The topic is discussed on this page, which I think will clarify it for you:



The LearnEnglish Team

Thank you for the reference and your quick reply, Peter.
I see that in legal terms "shall" is complicated. It seems the case especially when translated. I had discovered various references to the "shall/must" argument and the link you have given me supports the ambiguity argument. Finally, with many examples in the same building code between "shall be permitted" vs "shall" I was able to convince the colleagues that the former is an optional provision, while the latter is an obligatory requirement.

Hi Patricia,
I fear you may have over-analysed this. The word 'shall' in both of your examples does indeed imply a mandatory requirement.
In the case of "shall be permitted", the 'shall' simply refers to the obligation that permission be granted (should it be requested).
There is no ambiguity in the value of the word itself, only a difference in context.
Buena suerte con los colegas.

Hi, I have a question. Would 'depending on' be considered a modal verb? As in 'I might go for a walk, depending on how the weather holds out'. Having trouble working out which grammatical category this fits into. Thanks.

Hello shani,

'Depending on' is a participle phrase, not a phrasal verb. The verb is 'depend' and it is often followed by a preposition ('depend on') but it can also be used by itself:

Our answer depends on the cost.

Are you going to buy it? It depends how much it costs.

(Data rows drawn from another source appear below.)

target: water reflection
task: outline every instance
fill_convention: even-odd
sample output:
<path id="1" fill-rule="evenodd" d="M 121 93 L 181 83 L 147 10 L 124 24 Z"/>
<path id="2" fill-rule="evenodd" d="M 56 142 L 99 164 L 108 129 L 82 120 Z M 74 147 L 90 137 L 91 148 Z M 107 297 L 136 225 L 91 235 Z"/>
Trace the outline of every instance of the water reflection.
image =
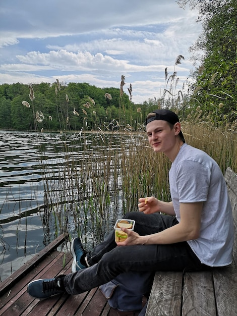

You can see a list of common verbs which are followed by prepositions on this page.



The LearnEnglish Team

Hi Peter,

That's very helpful, thanks!


I was to have left on Thursday. But on Thursday I had a terrible cold so I decided to wait till Saturday.

In the above example, can I use "had to" in place of *was to have left"

Hello amol,

In terms of grammar, you can say 'I was to have left' or 'I had to leave', but the meaning is slightly different.

'I was to have left' means the same as 'I was supposed to leave'. It describes a plan or intention which was not completed.

'I had to leave' describes an obligation. It suggests that something made it necessary for you to leave. This may have been something you know in advance or something which surprised you.

There is a problem with the sense of the second sentence, however. 'I had to leave' suggests you had no choice, but the second part of the sentence makes it clear that you did have a choice, because a cold was enough to change your mind. This would appear to be contradictory.